I believe I have come up with a way of bringing out detail using a similar technique. My variation on the LLRGB technique described above is much simpler to accomplish than the above procedure. My goal was not necessarily to bring out nebulocity that is weak, but instead to enhance the brighter areas of the nebulocity, to bring out detail which has faded when using the curves/levels functions in Photoshop. My method is good for emission nebula, which has most of its detail in the red channel.
I have used an image of the Eagle Nebula (M16) to demonstrate this simple procedure.
Here is the image, processed using the conventional means - Levels & Curves, and some of Neil Carboni's Astro tools.
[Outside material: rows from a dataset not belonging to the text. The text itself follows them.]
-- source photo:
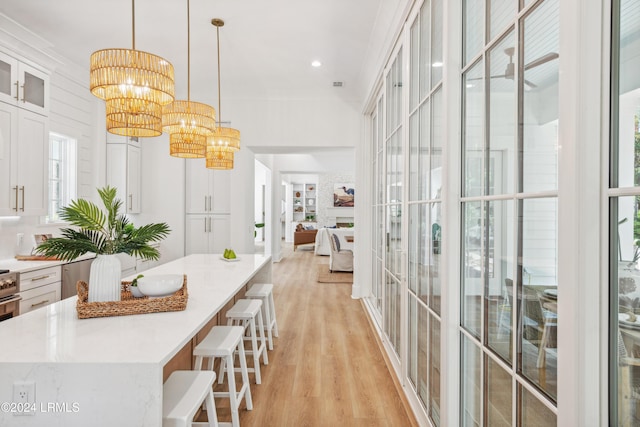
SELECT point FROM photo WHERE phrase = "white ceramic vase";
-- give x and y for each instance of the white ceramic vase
(105, 279)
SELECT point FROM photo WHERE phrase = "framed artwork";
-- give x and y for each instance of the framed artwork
(343, 195)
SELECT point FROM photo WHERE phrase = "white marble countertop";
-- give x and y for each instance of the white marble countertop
(55, 334)
(13, 264)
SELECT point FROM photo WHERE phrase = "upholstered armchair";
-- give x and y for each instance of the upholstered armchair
(340, 260)
(303, 237)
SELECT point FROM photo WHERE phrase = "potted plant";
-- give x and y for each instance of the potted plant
(105, 233)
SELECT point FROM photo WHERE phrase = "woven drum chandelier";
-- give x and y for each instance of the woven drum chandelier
(188, 123)
(135, 86)
(224, 141)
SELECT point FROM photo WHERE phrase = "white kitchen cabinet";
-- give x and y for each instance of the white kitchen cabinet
(207, 191)
(23, 85)
(39, 288)
(24, 166)
(207, 234)
(123, 170)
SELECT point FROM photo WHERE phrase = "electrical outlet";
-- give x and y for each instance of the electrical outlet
(24, 396)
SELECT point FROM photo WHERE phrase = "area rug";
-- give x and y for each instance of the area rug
(325, 276)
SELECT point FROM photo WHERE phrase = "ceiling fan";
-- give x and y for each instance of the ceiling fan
(510, 71)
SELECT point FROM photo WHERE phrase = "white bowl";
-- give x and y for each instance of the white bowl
(161, 285)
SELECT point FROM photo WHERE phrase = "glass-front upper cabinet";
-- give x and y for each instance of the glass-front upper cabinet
(23, 85)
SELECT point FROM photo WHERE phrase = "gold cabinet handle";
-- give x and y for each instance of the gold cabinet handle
(39, 303)
(16, 208)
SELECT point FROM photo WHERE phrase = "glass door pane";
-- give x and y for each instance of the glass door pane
(534, 412)
(502, 116)
(538, 293)
(471, 384)
(501, 13)
(540, 76)
(473, 21)
(473, 138)
(499, 392)
(472, 267)
(624, 238)
(499, 296)
(434, 368)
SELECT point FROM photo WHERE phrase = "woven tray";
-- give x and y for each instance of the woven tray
(129, 304)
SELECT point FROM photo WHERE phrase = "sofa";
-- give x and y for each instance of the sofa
(323, 246)
(303, 237)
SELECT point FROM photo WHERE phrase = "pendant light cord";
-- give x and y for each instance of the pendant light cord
(133, 24)
(188, 52)
(219, 107)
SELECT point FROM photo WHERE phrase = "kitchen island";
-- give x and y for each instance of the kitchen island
(109, 371)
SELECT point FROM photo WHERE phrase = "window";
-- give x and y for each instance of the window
(62, 174)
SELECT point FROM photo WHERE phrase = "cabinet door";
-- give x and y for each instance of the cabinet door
(39, 297)
(221, 191)
(8, 79)
(33, 163)
(133, 179)
(197, 234)
(33, 92)
(8, 141)
(198, 197)
(117, 170)
(220, 234)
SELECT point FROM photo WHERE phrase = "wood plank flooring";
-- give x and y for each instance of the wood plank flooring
(326, 368)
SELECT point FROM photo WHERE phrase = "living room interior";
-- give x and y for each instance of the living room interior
(493, 147)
This is the image, reporcessed from the same subs as the first image. There is more nebulocity visible, however, the goal in the processing was to enhance the detail in the core. I concentrated on that more than bringing out the fainter nebulocity. No doubt that if I had tried, I probably could have brought out more of the fainter stuff, but that was not the goal in this exercise.
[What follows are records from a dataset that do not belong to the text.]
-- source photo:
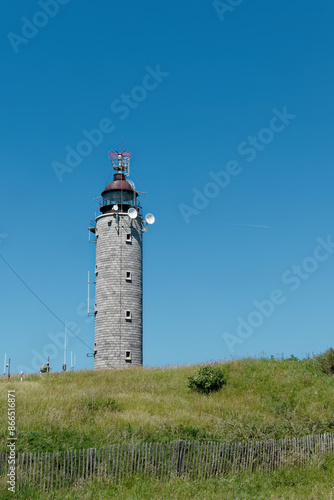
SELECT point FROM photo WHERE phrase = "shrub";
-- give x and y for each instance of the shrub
(326, 361)
(207, 379)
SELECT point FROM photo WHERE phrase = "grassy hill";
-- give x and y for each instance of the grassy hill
(262, 399)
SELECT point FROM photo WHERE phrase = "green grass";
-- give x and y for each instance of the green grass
(262, 399)
(312, 482)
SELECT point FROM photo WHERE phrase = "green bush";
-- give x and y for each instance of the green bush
(326, 361)
(207, 379)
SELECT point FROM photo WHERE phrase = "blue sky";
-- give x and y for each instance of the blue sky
(226, 76)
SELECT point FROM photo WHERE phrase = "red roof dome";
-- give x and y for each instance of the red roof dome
(119, 184)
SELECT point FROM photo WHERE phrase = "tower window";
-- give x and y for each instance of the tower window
(128, 315)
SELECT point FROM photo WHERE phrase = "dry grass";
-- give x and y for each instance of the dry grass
(262, 399)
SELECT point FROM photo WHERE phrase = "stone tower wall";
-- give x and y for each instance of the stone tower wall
(115, 294)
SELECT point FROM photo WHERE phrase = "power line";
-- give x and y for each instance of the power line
(43, 303)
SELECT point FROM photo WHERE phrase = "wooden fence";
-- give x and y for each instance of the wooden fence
(193, 459)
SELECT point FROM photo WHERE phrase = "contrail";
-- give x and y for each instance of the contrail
(248, 225)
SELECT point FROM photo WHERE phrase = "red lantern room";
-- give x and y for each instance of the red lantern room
(119, 195)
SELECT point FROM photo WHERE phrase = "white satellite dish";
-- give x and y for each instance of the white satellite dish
(132, 213)
(150, 219)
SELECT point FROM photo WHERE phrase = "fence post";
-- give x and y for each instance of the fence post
(180, 458)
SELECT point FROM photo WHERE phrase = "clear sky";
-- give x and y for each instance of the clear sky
(228, 110)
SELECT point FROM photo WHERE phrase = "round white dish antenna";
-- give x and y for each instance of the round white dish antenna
(150, 219)
(132, 213)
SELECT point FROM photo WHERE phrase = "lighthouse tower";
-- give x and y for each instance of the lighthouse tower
(118, 271)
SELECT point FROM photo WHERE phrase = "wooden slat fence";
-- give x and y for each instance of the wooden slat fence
(193, 459)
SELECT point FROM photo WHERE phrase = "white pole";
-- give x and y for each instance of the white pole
(65, 345)
(88, 296)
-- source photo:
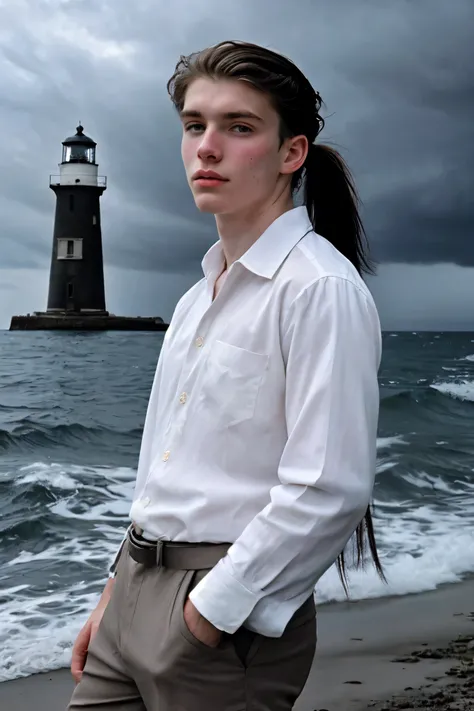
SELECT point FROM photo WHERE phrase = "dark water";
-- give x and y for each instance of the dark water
(72, 408)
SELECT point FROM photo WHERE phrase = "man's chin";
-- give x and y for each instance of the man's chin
(210, 204)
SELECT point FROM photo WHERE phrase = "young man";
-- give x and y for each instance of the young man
(258, 454)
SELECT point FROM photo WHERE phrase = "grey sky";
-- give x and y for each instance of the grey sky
(397, 79)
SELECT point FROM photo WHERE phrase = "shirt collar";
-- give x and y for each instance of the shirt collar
(269, 252)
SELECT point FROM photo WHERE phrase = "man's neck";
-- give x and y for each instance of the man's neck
(239, 232)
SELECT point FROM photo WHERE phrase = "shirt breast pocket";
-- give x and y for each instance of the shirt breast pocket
(231, 384)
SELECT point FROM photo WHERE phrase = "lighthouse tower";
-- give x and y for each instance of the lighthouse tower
(76, 282)
(76, 298)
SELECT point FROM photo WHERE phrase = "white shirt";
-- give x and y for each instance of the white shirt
(261, 425)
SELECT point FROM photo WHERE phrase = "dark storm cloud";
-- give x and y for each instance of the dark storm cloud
(397, 79)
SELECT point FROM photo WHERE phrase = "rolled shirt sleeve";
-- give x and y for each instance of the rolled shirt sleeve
(331, 342)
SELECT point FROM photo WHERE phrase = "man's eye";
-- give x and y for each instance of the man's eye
(242, 129)
(193, 127)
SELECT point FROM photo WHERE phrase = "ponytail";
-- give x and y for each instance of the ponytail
(332, 203)
(333, 208)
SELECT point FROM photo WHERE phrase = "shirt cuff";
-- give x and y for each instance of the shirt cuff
(222, 600)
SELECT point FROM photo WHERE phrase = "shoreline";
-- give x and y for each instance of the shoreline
(369, 651)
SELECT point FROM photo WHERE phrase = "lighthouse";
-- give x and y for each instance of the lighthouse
(76, 281)
(76, 295)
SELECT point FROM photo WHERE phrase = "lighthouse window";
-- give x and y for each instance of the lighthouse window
(69, 248)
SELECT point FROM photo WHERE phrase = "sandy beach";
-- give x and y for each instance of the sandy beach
(391, 653)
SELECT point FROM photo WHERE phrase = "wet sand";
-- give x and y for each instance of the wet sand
(393, 653)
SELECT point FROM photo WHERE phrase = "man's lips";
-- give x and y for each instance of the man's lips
(208, 175)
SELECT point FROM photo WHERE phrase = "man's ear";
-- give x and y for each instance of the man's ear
(294, 151)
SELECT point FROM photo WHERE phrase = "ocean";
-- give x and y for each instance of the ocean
(72, 408)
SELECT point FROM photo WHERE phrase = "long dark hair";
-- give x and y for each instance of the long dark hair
(329, 192)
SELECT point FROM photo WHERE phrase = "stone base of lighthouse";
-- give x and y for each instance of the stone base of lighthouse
(66, 321)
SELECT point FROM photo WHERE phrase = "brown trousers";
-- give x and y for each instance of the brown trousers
(144, 658)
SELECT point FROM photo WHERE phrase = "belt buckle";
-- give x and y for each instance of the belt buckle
(159, 553)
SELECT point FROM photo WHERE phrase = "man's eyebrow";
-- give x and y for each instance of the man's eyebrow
(188, 113)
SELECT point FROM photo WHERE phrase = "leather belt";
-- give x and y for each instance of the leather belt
(170, 554)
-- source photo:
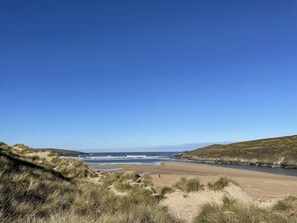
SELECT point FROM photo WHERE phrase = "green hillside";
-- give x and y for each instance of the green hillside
(273, 152)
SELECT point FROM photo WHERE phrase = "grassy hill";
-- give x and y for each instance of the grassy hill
(39, 187)
(272, 152)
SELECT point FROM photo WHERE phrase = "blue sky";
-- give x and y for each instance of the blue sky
(136, 74)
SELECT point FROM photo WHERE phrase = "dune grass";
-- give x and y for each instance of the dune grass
(188, 184)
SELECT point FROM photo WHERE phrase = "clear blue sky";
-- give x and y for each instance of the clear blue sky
(133, 74)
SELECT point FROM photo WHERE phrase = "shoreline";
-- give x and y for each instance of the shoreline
(236, 161)
(256, 184)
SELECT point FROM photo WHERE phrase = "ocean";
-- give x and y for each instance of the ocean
(157, 158)
(138, 158)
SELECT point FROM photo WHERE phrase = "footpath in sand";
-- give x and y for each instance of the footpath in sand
(255, 184)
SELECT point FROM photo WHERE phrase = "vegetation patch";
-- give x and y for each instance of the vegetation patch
(188, 185)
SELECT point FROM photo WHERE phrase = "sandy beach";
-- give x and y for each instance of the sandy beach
(256, 184)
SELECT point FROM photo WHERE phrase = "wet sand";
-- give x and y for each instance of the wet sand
(256, 184)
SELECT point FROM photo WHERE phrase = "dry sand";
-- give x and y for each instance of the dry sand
(255, 184)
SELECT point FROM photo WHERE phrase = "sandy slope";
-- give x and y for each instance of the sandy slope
(255, 184)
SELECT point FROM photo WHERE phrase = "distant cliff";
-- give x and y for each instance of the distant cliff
(273, 152)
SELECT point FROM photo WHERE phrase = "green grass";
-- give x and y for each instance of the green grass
(36, 193)
(263, 150)
(188, 185)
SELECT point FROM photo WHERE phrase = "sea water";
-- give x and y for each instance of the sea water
(157, 158)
What I did in this image was to take the original RGB image, stretch the curves and levels, but not too extreme. When the nebula is nicely visible in the image, I switched to channels, selected the RED channel only, selected and copied the red channel to a new image. This image is a monochrome (black and white) image of the red channel.
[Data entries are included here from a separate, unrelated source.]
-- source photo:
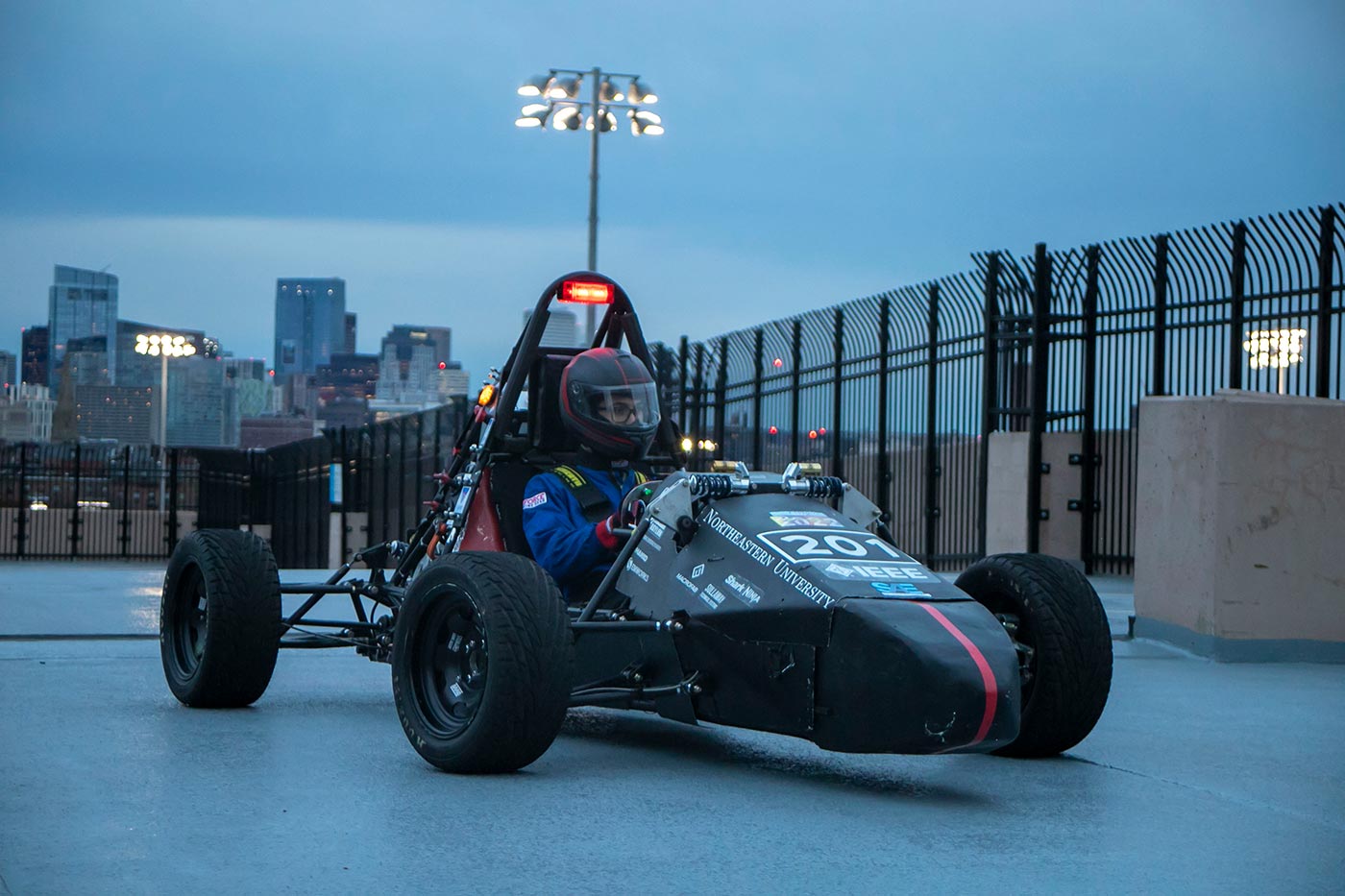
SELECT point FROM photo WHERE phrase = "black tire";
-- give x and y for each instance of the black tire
(1051, 610)
(483, 662)
(219, 618)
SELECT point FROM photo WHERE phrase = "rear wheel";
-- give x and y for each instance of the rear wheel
(481, 662)
(1060, 631)
(219, 618)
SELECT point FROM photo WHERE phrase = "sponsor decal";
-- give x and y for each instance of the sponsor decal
(898, 590)
(802, 519)
(743, 590)
(874, 570)
(712, 596)
(800, 545)
(725, 529)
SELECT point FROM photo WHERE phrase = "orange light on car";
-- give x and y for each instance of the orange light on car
(587, 294)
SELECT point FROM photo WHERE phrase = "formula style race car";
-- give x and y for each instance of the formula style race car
(764, 600)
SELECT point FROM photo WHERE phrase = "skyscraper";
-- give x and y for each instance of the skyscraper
(309, 323)
(81, 303)
(34, 355)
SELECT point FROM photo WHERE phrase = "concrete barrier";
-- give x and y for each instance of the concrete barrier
(1240, 537)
I enhanced this copy more with levels and curves, did some contrast curves, reduced star size and used an unsharp mask on the overall image. Your processing technique might differ, as I'm not an expert at image processing. The idea is to enhance the available detail. You want to enhance the grayscale version to show as much detail as possible.
On the original RGB version which should still be open in another window, blur it slightly, and saturate the colors. There are a few ways to do this, especially on an emission nebula, one of my favorite ways is to use curves on the red channel to enhance everything above the spike, while watching the total color histogram to make sure that you do not shift the overall color balance. Tone down the red in the stars by rolling off some of the red at the right end of the curve. It takes a little time with the curves, but you can get nice results. You can also use lab color, just make certain if you use that method, that you go into the exposure and increase the offset before you do the Lab color thing. Otherwise you can clip the red channel and ruin the image.
Once you have the color image saturated well, you can then go back to your monochrome image, select all of it, copy it and go back to the color image and paste the monochrome over the color image. It will paste the monochrome as a layer. Change the layer to a luminance layer. I found that in my image, I just left the opacity to 100%. If you need to back it down some, thats fine. When youre happy, flatten the image, do some small touch up work on the finished image, and youre done.